O setor se encontra entre a propaganda oficial, o interesse privado em maximizar seus lucros e socializar os prejuízos, e o desprezo pela Petrobras. A maioria da população é mantida na ignorância ou manipulada em favor de interesses contrários aos seus.

Renovabio: peça de propaganda ou plano estatal de interesse público?

O plano, elaborado pela Agência Nacional do Petróleo, Empresa de Pesquisa Energética, Ministério da Agricultura, Ministério de Minas e Energia e Governo Federal, é contraditório e superficial desde sua definição.

“O RenovaBio é um programa do Governo Federal, lançado pelo Ministério de Minas e Energia, em dezembro de 2016, cujo objetivo é expandir a produção de biocombustíveis1 no Brasil, baseada na previsibilidade, na sustentabilidade ambiental, econômica e social, e compatível com o crescimento do mercado”.

A definição do programa é contraditória porque ao mesmo tempo em que se define o objetivo de expandir a produção, ela é condicionada à sustentabilidade. Assume-se, a priori, que a expansão da produção pode ser sustentável e não haverá restrições de natureza ambiental, social ou econômica. São possíveis restrições, na esfera ambiental, a disponibilidade de área agricultável, água, nutrientes do solo e a dependência de recursos de origem fóssil (não renováveis).

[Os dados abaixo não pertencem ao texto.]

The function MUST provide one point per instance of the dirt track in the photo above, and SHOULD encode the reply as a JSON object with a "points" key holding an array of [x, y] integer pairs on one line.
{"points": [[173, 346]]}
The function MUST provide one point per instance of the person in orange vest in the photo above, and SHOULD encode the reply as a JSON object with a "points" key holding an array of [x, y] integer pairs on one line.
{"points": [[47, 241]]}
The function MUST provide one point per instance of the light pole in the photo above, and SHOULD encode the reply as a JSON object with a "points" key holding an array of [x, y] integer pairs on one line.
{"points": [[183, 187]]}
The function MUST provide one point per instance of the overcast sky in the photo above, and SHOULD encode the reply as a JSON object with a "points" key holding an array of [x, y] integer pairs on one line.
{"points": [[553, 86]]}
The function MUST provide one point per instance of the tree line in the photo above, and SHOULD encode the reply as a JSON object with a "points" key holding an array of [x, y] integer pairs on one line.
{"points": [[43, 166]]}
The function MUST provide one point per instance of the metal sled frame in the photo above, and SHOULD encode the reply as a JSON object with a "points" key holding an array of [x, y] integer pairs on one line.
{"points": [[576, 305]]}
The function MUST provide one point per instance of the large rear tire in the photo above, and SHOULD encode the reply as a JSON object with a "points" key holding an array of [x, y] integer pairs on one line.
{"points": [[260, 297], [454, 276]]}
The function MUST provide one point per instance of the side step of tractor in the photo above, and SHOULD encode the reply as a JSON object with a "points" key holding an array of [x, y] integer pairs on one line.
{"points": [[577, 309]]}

Ou, na esfera econômica, da compatibilidade entre os custos de produção com os preços dos combustíveis no mercado, influenciados pela capacidade de compra da sociedade. Ou, ainda, das consequências sociais da adoção de subsídios fiscais e da competição pela área agricultável destinada à produção de alimentos.

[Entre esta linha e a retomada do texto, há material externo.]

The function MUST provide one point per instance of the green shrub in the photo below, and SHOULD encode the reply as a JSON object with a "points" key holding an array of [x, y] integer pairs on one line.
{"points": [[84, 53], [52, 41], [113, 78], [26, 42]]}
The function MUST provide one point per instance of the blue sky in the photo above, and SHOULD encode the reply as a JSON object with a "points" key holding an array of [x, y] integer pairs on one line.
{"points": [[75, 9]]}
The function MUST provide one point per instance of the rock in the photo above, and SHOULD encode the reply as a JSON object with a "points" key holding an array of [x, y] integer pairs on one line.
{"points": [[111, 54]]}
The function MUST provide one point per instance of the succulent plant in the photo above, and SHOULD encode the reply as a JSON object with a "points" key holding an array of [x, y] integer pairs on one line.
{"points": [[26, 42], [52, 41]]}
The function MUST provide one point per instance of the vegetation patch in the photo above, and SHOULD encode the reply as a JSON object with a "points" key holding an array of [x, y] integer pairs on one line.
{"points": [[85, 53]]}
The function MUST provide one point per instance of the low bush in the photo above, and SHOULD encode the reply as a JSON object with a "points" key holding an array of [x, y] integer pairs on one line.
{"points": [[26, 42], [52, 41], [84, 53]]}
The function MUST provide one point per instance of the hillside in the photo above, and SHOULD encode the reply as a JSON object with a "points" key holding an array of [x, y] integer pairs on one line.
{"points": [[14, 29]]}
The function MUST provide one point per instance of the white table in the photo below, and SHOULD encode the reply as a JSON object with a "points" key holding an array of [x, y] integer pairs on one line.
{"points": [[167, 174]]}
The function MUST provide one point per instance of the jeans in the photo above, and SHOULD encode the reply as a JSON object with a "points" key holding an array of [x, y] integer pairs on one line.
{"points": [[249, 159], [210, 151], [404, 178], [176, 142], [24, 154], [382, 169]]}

Também contraditórios são os objetivos de se ter previsibilidade e compatibilidade com o mercado. O mercado, pela natureza de seu funcionamento em economias capitalistas, é instável e suscetível às variações que são resultado da ação de múltiplos agentes, em condições desiguais, pela busca do lucro e de condições competitivas vantajosas.

O plano estatal deveria ter o objetivo de desenvolver os meios e planejar a produção de biocombustíveis no Brasil, baseado no máximo usufruto social das atividades econômicas de toda a cadeia de valor, considerando as restrições e potencialidades de ordem ambiental, econômica e social, aferidas sob critérios científicos.

O documento oficial trata de valores e eixos que desconsideram aspectos fundamentais, entre os quais destaco:

•    Fundamentos e Interesses

A política pública deve se erguer em bases científicas e servir ao interesse da maioria dos brasileiros.

•    Eficiência e Eficácia

Contemplar a medição periódica dos seus resultados e prever ajustes para corrigir desvios para garantir a eficiência e eficácia de seus resultados. Apresentar objetivos e metas mensuráveis, os resultados devem ser públicos e disponíveis na internet.

•    Transparência e Controle Social

A política pública deve ser transparente e contemplar mecanismos de controle social, tanto para determinação de seus objetivos, quanto para a avaliação de resultados.

•    Sustentabilidade

Considerar critérios científicos para avaliação da sustentabilidade. Os resultados mensuráveis por indicadores de sustentabilidade devem ser considerados desde o planejamento até a aferição dos resultados.

•    Segurança energética

O programa deve promover a construção da infraestrutura para a produção dos biocombustíveis e seu suprimento ao menor custo para a sociedade.

•    Usufruto social

Promover a geração e a distribuição dos resultados econômicos da produção dos biocombustíveis de modo a contribuir com a justiça econômica e social.

•    Base científica

O programa deve promover e se apoiar em bases científicas, requeridas para o planejamento e o desenvolvimento sustentável da produção dos biocombustíveis, considerando as restrições e potencialidades sociais, econômicas e ambientais brasileiras.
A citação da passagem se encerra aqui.